During prohibition in the States, speakeasies ran rife – underground venues for drinking, gambling and fun on the sly. Rumour has it that to get in, you had to knock twice and say Knuckles sent you. Fast forward to 2016 in Melbourne, head to the top floor of the historic State Bank of Victoria building on Flinders Street and Knuckles (known as Zoe Jones to her family) will greet you at Melbourne’s only dedicated vaudeville venue, Speakeasy HQ – a den where circus, cabaret and jazz talent struts the boards every week.

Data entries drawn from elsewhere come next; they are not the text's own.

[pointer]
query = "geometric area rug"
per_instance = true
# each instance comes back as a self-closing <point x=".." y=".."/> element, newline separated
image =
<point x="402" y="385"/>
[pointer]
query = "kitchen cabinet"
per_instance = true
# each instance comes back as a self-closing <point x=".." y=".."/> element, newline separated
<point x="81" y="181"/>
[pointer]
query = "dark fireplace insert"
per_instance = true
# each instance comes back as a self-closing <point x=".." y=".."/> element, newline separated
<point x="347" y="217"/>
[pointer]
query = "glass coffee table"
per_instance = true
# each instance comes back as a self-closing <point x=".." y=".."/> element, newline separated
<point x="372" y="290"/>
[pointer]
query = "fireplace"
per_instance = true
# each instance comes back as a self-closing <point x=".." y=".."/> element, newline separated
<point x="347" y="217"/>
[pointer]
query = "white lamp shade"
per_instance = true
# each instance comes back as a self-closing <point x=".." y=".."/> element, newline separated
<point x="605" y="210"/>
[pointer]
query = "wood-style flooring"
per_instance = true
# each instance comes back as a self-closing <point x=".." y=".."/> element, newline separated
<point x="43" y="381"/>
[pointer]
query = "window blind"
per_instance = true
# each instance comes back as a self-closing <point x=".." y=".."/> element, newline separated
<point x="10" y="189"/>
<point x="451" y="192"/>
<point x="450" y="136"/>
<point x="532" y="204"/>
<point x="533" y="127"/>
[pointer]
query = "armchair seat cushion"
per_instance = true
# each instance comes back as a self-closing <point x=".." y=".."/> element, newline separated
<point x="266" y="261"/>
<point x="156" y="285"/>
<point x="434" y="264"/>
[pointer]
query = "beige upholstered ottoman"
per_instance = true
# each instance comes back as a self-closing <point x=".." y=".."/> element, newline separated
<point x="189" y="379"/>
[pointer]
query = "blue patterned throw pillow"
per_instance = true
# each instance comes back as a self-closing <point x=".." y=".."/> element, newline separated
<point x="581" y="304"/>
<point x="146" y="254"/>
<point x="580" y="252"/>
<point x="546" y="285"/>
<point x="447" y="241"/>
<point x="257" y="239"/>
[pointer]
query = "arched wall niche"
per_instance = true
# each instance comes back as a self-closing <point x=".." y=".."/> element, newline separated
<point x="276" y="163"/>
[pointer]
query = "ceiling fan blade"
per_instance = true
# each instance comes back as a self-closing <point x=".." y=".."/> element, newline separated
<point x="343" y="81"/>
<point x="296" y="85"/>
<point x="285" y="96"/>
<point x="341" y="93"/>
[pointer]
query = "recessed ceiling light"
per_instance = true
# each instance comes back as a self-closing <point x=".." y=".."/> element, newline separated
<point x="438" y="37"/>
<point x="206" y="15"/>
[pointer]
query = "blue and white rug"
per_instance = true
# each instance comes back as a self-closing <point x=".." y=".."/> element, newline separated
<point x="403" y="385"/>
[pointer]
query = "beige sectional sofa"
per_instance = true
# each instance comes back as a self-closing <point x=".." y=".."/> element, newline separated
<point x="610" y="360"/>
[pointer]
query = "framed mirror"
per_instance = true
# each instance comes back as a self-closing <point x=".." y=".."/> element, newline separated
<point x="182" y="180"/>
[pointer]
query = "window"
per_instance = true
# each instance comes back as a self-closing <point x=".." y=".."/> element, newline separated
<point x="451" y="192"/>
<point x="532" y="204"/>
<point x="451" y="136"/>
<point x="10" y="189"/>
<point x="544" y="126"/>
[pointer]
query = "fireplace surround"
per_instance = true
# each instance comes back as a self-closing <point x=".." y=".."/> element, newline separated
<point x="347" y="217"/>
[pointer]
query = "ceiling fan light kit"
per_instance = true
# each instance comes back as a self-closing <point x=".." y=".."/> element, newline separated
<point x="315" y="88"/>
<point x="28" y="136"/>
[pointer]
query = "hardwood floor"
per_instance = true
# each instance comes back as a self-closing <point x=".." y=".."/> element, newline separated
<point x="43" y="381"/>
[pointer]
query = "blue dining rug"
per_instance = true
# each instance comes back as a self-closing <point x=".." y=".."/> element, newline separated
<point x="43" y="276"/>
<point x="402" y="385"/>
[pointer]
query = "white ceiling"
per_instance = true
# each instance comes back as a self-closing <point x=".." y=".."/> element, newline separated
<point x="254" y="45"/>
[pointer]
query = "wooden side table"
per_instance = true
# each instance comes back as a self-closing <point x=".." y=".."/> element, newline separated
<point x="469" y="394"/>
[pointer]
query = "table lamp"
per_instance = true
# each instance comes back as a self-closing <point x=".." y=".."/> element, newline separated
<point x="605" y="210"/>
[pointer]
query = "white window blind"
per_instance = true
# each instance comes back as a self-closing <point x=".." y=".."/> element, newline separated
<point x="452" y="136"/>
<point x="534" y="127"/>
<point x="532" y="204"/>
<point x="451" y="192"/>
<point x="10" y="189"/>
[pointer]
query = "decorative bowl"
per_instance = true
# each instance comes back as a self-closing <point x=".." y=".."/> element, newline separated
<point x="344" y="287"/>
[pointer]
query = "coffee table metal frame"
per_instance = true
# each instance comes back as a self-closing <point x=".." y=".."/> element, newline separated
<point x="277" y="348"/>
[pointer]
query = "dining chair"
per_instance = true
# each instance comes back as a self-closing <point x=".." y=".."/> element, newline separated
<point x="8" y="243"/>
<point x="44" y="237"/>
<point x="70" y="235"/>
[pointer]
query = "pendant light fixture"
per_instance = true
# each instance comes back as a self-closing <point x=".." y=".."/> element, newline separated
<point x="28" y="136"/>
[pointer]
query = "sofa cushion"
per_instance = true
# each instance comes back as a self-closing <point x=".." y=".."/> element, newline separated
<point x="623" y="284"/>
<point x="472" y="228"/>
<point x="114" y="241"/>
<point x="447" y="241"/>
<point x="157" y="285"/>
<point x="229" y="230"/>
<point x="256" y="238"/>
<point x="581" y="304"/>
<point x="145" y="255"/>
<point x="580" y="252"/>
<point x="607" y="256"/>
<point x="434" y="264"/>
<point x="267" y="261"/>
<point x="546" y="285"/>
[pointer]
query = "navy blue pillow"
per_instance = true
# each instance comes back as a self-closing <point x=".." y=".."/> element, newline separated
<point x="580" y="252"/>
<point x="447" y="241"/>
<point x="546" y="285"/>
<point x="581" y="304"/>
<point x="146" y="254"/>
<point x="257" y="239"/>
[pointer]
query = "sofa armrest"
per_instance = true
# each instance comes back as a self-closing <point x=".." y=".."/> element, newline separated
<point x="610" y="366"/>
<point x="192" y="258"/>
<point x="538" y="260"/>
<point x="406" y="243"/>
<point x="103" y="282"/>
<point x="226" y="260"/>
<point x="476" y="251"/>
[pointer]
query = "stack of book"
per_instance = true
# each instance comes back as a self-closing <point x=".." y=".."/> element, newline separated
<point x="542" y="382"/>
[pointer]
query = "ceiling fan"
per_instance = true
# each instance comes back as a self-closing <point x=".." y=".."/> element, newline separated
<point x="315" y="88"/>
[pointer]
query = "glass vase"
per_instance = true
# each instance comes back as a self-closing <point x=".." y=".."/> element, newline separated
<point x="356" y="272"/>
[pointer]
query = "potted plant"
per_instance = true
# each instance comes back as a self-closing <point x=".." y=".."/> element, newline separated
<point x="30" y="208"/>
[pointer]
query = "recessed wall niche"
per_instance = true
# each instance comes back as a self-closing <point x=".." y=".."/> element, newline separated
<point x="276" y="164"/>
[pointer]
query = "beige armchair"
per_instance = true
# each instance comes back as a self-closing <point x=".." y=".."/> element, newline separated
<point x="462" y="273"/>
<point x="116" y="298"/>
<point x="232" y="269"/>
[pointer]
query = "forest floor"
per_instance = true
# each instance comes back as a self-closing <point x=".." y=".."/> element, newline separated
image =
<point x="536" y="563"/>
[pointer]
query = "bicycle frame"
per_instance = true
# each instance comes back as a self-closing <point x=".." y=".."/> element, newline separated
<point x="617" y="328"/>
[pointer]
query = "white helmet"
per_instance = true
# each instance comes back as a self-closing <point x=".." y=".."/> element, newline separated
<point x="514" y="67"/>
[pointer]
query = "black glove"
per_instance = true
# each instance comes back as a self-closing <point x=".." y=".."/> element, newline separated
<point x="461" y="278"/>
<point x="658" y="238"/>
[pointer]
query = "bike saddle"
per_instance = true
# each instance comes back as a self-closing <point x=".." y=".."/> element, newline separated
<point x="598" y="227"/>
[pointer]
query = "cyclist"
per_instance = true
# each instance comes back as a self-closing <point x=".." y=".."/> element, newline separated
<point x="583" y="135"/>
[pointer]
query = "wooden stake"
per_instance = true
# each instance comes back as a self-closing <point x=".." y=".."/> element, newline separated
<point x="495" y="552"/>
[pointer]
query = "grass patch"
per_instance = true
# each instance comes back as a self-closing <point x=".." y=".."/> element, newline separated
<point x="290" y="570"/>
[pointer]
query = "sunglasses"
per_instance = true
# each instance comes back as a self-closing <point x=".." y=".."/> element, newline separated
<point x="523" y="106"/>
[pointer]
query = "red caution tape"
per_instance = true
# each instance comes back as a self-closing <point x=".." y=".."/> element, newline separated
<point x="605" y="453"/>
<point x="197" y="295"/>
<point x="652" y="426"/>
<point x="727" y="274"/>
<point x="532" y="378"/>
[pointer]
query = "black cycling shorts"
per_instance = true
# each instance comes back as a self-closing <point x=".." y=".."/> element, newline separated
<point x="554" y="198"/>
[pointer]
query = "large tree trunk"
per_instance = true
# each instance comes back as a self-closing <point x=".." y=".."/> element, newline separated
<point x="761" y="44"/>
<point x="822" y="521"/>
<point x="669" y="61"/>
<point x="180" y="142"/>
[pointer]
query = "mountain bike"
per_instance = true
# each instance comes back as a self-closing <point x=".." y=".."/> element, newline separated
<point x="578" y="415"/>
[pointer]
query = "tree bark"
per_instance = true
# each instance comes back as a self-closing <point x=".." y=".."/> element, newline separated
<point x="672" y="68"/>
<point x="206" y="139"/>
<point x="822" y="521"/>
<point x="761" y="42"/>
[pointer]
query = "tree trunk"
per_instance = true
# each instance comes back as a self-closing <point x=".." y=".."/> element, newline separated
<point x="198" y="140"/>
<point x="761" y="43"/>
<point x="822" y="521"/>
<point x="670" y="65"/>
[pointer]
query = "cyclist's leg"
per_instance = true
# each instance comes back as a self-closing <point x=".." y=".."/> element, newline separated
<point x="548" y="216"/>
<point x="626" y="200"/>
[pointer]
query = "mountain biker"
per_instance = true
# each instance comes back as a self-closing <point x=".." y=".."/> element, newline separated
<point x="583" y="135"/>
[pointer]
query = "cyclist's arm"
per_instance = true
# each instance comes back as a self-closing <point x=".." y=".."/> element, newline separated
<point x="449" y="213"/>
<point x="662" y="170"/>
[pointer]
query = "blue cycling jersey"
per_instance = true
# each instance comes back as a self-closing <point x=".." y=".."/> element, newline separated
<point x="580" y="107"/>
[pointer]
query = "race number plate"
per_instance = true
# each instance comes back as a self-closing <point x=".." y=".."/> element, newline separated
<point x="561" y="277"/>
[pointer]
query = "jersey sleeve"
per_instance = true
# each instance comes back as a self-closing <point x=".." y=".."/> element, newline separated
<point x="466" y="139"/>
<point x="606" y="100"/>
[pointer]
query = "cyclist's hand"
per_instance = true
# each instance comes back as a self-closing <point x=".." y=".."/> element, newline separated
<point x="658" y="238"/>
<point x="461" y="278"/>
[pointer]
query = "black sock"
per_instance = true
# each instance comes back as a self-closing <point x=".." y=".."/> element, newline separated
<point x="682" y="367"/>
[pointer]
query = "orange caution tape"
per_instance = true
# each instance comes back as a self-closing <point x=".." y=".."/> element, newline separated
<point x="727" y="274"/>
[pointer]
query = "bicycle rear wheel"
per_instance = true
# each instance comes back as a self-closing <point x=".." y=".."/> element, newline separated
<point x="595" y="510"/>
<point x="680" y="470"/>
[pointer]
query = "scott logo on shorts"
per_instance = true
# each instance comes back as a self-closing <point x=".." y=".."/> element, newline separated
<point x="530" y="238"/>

It just so happens that Knuckles is also mum or step mum to six kids, aged six months to 13 years. Spencer, eight, is from a previous relationship, Amélie, six months, is with her partner Roy McPherson (Speakeasy’s theatre manager, stilt walker, fire breather and nine-time extreme-circus world record holder) and the other four – Juliette, 13, Isabelle, ten, Will, nine, and Xavier, six – are McPherson’s. “We’re a Brady Bunch in numbers – it’s a ‘his mine and ours’ in terms of structure,” she says. 

A day in the life of Knuckles requires stamina. She’s up at 6am and hits the hay most nights around midnight, working around feeds, baths, school and family time. “I wouldn’t have it any other way,” she says. “The most important thing for us is that the kids are very much part of our business. We show them everything that we’re going to do, we bring them in on the stage and have them up there singing and checking the lights – really immersing them in the culture. The kids adore it.”

Thankfully, it’s not showtime every day of the week. “Sundays are still an amazing, fun day. It’s our dedicated family day. But then end of it, when their heads hit the pillow at 8 o’clock, so do ours.”    

Speakeasy 522 Flinders St, Melbourne 3000. www.speakeasy-hq.com. Thu-Sat 6-11.30pm.